The Support Vector Machine approach. The amino acid attributes selected above were used to calculate protein sequence properties for a balanced set of insoluble targets and those targets deposited into the PDB. A repeated random sub-sampling validation was performed using a 60/40 split of the non-redundant data. The SVM was trained with 60% of the dataset and the remainder was used for testing. The true positive and false positive rate is shown in (a) with a 68% AUC-ROC. The MCC was calculated and displayed along the accuracy and average accuracy in relation to the true positive rate (b)

The use of SVM model for generating target truncations is feasible but computationally expensive. Nevertheless, two-dimensional matrix for a protein sequence can be created similarly to the MCSG Z-score method as presented above (not shown).

Discussion and conclusion

The PSI structural genomics pipelines not only generate a large number of novel structures but also provide experimental data (both successes and failures) that can be utilized for data mining activities. The prediction methods are very important in guiding target selection and prioritization in order to lower the attrition rates in the SG pipelines. There are several methods available to estimate a given target’s crystallizability. Previous studies identified the importance of pI, GRAVY index, and several other attributes, such as amino acid composition, predicted secondary structure, disordered regions, and residue conservations [7, 12, 14, 15, 40, 41] that correlate with success in crystallization.

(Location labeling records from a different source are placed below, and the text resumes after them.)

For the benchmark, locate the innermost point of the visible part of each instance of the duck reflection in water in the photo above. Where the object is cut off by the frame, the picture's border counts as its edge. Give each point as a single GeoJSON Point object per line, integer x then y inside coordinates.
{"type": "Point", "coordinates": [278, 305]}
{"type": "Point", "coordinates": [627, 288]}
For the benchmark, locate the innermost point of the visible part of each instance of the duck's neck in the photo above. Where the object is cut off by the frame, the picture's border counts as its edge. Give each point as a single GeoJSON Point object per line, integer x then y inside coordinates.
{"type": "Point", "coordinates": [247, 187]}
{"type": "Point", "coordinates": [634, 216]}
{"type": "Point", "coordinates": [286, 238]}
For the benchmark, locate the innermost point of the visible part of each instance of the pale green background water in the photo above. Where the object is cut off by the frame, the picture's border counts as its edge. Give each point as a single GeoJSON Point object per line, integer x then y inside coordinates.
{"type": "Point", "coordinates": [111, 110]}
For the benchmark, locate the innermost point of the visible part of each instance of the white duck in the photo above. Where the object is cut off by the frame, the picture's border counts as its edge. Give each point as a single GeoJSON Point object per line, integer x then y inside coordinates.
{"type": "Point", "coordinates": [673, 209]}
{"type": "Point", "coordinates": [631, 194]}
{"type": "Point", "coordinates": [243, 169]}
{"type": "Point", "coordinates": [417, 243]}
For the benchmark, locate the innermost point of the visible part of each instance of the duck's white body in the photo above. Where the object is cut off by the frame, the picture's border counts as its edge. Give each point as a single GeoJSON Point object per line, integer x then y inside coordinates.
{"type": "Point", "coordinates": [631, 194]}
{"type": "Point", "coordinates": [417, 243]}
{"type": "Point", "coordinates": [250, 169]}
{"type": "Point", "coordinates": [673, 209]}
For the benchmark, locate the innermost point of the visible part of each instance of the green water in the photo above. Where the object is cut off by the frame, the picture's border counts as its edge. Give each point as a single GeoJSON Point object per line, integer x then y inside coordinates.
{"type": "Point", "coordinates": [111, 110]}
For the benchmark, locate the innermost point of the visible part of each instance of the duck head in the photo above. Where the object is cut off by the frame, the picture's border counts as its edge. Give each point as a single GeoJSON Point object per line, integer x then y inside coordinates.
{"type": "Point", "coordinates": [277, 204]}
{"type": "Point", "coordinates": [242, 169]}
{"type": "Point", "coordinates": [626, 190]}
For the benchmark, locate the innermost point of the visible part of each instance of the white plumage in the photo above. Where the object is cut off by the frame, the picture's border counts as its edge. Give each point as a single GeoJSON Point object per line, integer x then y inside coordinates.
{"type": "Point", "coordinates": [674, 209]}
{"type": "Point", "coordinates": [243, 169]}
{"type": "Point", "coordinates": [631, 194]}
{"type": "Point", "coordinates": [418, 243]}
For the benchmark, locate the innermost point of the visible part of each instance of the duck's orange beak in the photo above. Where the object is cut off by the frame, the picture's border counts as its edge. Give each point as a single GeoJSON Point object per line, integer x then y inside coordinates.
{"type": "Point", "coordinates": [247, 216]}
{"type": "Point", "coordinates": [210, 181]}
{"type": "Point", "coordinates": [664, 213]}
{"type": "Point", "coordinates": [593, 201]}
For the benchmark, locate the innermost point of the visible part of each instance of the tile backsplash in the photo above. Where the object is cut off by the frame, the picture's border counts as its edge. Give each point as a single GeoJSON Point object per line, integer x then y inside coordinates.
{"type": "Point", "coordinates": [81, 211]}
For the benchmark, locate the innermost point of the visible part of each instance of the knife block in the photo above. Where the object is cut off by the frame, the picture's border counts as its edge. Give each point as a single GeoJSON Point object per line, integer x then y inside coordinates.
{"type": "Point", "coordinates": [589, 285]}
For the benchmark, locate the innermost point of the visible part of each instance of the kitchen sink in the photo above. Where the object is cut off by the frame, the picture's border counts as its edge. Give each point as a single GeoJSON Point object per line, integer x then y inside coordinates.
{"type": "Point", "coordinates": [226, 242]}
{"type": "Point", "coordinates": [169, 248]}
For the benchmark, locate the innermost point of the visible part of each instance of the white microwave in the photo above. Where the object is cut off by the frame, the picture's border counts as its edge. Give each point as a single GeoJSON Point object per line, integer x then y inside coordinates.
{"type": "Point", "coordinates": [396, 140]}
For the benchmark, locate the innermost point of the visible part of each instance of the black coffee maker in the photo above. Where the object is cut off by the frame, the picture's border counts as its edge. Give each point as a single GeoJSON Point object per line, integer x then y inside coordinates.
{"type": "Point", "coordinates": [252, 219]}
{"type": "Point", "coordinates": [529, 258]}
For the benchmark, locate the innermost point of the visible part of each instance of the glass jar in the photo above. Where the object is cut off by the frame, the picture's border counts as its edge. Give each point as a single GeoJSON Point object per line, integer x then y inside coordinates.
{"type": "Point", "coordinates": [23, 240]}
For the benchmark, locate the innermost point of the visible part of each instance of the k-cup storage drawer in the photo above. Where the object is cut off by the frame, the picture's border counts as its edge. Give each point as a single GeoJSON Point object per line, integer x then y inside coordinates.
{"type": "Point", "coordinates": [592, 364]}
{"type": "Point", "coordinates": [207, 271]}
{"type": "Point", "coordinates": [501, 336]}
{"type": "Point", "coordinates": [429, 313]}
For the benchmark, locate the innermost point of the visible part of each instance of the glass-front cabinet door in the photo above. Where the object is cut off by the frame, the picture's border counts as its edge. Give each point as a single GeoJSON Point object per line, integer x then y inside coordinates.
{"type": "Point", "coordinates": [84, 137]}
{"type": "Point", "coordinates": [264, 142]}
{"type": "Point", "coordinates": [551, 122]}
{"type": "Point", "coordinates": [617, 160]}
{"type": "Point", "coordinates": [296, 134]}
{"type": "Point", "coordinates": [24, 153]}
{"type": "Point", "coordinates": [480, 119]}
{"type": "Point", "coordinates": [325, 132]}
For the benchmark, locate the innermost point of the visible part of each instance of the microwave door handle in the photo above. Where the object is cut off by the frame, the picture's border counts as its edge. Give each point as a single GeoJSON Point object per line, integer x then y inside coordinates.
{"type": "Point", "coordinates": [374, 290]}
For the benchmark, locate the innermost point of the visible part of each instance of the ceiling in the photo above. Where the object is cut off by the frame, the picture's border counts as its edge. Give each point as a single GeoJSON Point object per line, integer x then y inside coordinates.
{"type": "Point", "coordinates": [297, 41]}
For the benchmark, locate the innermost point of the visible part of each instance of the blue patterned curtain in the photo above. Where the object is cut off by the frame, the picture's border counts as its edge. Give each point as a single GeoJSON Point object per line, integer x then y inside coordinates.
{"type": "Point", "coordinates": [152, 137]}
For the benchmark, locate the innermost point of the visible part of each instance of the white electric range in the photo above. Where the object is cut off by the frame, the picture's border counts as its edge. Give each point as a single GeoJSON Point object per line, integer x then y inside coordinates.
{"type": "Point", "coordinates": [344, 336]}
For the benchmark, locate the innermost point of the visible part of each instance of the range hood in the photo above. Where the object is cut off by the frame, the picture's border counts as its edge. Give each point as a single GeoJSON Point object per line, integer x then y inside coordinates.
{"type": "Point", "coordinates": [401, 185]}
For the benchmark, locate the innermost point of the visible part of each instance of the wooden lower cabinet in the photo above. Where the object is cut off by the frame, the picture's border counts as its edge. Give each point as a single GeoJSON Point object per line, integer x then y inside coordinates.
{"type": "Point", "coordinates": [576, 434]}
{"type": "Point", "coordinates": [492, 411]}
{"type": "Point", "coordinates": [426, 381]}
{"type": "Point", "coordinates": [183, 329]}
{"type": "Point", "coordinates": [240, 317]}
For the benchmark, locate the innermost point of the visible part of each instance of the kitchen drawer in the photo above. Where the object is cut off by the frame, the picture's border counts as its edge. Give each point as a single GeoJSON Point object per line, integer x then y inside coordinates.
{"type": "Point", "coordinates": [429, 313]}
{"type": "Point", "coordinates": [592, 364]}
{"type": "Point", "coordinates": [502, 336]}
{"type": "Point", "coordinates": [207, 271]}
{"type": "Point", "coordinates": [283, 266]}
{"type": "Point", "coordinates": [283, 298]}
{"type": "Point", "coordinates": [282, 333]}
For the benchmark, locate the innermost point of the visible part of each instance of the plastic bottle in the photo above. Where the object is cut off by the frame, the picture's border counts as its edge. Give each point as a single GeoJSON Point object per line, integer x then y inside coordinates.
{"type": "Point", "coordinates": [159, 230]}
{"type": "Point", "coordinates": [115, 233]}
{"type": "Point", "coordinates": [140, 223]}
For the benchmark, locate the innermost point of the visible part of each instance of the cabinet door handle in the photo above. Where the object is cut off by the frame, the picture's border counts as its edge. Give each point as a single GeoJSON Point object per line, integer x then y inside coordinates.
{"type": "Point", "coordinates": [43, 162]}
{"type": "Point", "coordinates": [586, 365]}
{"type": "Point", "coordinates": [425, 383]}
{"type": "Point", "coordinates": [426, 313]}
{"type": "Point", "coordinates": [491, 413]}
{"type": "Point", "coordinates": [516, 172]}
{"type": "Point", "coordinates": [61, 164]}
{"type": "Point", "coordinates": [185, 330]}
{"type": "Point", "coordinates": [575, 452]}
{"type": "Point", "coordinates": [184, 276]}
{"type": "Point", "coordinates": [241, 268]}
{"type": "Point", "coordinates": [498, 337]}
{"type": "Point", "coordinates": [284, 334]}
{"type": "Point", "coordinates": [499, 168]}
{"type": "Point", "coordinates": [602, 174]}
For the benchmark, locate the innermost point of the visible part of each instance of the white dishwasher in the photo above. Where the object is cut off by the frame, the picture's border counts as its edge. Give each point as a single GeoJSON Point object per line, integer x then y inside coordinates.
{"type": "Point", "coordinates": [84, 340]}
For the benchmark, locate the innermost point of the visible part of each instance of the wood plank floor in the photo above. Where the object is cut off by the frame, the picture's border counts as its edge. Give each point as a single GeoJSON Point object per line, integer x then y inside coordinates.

Here we describe a method that is based on a single center’s experimental information. While most predictors derive crystallization propensity purely from the sequence information, we believe that the Standard Operating Procedures (SOPs) used in every step of the pipeline also affects crystallizability, ranging from expression vectors, cell growth and induction protocols, purification protocols to the application of crystallization screens. The SG large centers have applied the SOPs in the crystallization of thousands of proteins and provide valuable metadata for every target at every step of the pipeline. First we explored the applicability of a Z-score matrix constructed similarly to that of the OB-score using the MCSG metadata. We found that the OB-scores did not perform well and the MCSG Z-score matrix showed a modest performance (~61% AUC-ROC), but the sparse Z-score matrix can be exploited in the design of truncations or for the identification of targets that are drastically different than that part of the more than 30,000 targets processed in the pipeline. We have sought to identify additional amino acid attributes from the AAindex database that could be used for data analyses. The relevant attributes were mostly related to amino acid properties derived from previous structural biology efforts. Using a SVM method including these additional attributes we predicted the positive class, proteins that result in the crystal structures deposited into the PDB, at 75%, while the negative class, proteins that fail to express in soluble form, at 56% accuracy. The AUC-ROC curve was 68% providing substantial improvement over random selection. This method is now being used in designing domain constructs at MCSG.

It is important to note that all predictors use slightly different data sets for comparison: on one end full proteomes, while on the other end soluble proteins are contrasted with PDB deposits. In this study we compared targets that were selected by our bioinformatics pipeline, eliminating a number of factors others studied and found relevant, such as highly hydrophobic and disordered regions. The contrasted data sets were set up as insoluble versus X-ray quality crystal producing target pools in hope of identifying these cases for the incoming targets. The MCSG Z-score can be useful for quick identification of amenable truncation designs, while the more computationally intensive SVM approach for the design of truncations of targets with high importance.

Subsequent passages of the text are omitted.